The forest products company has been leading an effort to introduce paper-based RFID tags; it now has the capacity to sell its five new retail RFID ECO labels to service bureaus at a rate of 500 to 800 million annually.
By Claire Swedberg

The five new labels were built to meet the size and dimensions requirements of retailers, the company reports. The ECO Hanger label measures 2.13 inches by 1.34 inches, with a web width of 60 millimeters (2.4 inches). It is designed as a hangtag or sticker for apparel. The Hanger S is a smaller label, at 1.1 inches by 1.73 inches. The ECO Hook is narrower, is also designed for retailer applications and measures 3.82 inches by 1.06 inches, while the Hook S is aimed at smaller items, such as accessories, cosmetics eyewear and homeware; it measures 1.3 inches by 0.71 inch and I 36 millimeters (1.4 inches) thick. Lastly, the ECO Rack measures 2.83 inches by 0.67 inch for demanding item-level tagging. All five labels leverage NXP Semiconductors' UCODE 8 chip.

"We're pushing ourselves into an existing [RFID] ecosystem, but response has been really good," Maijala says. Growth is there, he adds, and the company has the capacity to create its products to meet those demands in high volume, with capacity at approximately 500 to 800 million tags per year, per production unit.

Historically, Stora Enso has been a renewable materials company that has used forest-based raw materials (wood). "We want to be the sustainable product for the brand owner," Maijala says, enabling companies to purchase the product through the service bureau with which they may have an existing relationship. Stora Enso's service bureau customers are located in North America, the European Union and Asia. The cost is equivalent to existing UHF RFID tags, he says. Although some parts of the manufacturing process could raise the cost of tags, "It's on the same [price] level because we are simplifying the structure of the RFID tag." For instance, Maijala notes, in most cases, tags contains six layers of material, whereas "Ours has only three layers."

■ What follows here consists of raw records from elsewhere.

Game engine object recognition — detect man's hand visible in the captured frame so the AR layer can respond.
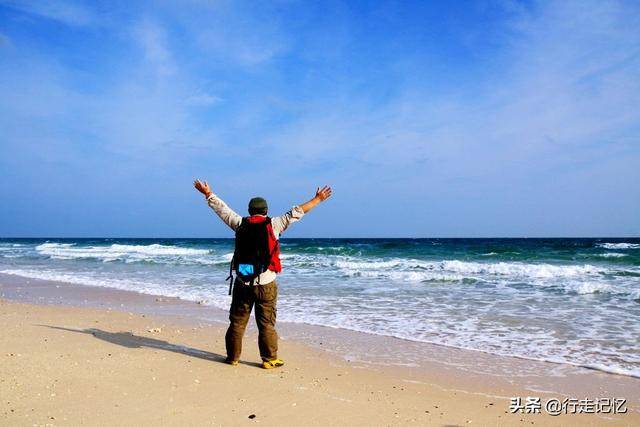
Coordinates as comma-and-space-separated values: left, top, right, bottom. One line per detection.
300, 185, 331, 213
316, 185, 331, 202
193, 179, 212, 199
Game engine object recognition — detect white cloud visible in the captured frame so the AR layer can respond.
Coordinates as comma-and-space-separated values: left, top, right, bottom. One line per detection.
2, 0, 96, 26
185, 93, 222, 107
133, 19, 176, 75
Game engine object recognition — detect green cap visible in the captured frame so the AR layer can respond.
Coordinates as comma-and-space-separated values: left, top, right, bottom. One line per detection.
249, 197, 268, 210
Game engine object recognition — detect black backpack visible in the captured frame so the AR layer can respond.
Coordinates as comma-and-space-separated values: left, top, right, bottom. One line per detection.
227, 217, 272, 295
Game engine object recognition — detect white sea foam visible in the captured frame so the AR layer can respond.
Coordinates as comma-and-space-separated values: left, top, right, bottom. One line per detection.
35, 243, 215, 262
335, 258, 610, 278
600, 252, 627, 258
598, 243, 640, 249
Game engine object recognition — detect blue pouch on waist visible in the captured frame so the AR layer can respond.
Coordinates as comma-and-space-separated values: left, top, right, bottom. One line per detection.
238, 264, 253, 276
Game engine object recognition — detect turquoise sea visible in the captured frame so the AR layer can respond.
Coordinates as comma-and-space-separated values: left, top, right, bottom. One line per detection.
0, 238, 640, 377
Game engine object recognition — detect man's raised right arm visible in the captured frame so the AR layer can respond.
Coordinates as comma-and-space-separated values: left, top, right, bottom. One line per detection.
193, 179, 242, 231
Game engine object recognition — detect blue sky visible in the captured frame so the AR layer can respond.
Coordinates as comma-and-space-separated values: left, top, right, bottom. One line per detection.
0, 0, 640, 237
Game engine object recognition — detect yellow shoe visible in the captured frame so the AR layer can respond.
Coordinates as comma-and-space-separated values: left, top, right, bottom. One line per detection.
262, 359, 284, 369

Stora Enso declines to indicate what fiber-based materials are being used in the tags, or to reveal the metal in the antenna or the attachment method for the chip and antenna. "We have invested a lot in that development," Maijala states. While the company's customers are the service bureaus, he adds, the firm often knows the brand owners with which a particular service bureau is working and has thus been able to build the labels according to the needs of those brands. "That has helped us grow volume-wise," he says.

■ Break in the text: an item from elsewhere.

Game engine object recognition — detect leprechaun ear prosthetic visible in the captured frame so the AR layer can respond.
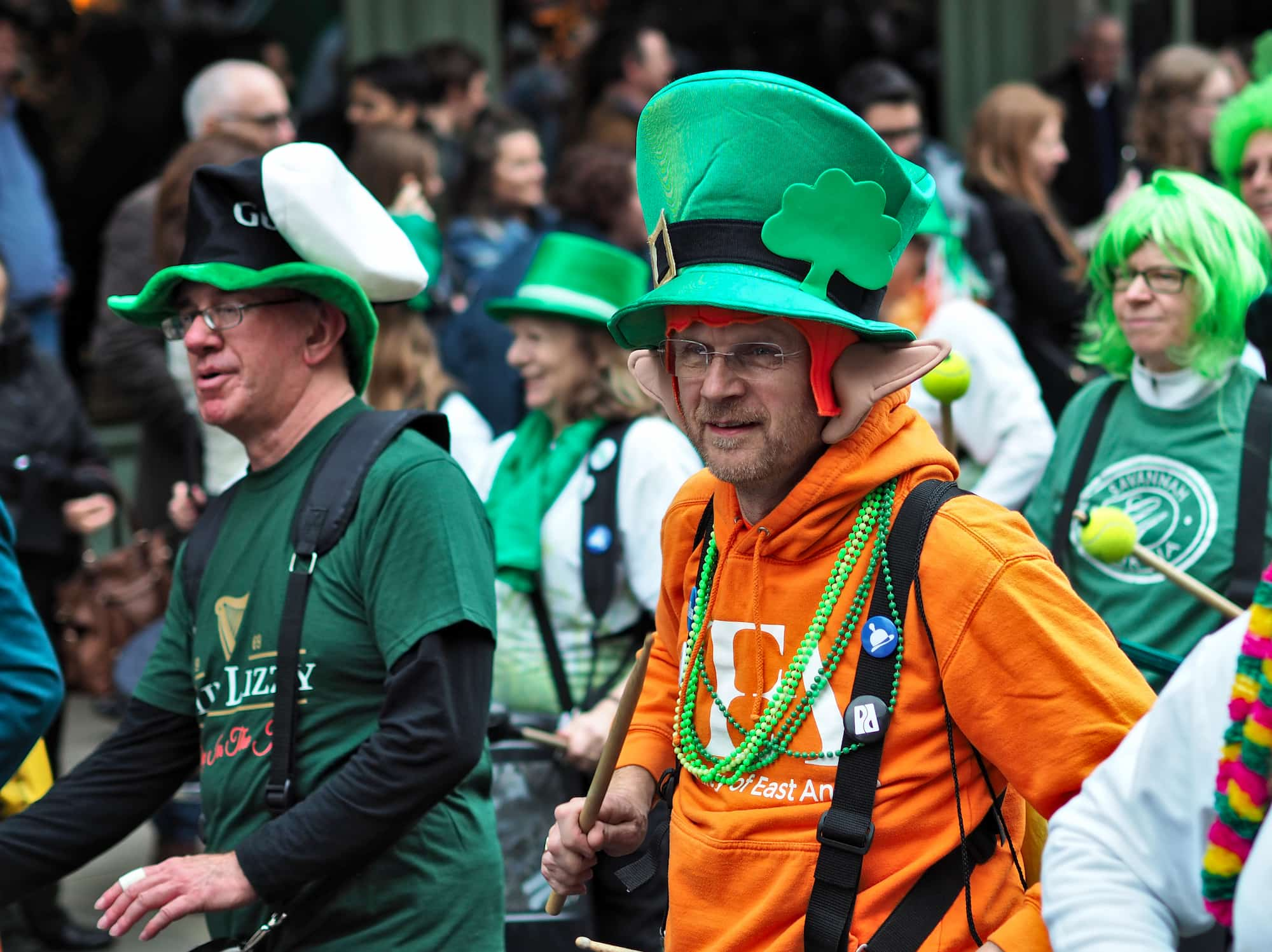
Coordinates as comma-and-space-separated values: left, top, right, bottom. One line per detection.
609, 70, 949, 441
106, 142, 429, 393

Several UHF RFID technology companies are releasing their own tags that are designed to meet sustainability standards, such as being recyclable. Maijala says he welcomes that competition. "The overall sustainable tag portfolio is still so small, we think it's good to see the competition," he states. "It's good that brand owners don't go to a single source." In fact, Maijala says, growth in sustainable product options means a healthier market for greener products. "We expect more and more retailers and brand owners are selecting a sustainable choice."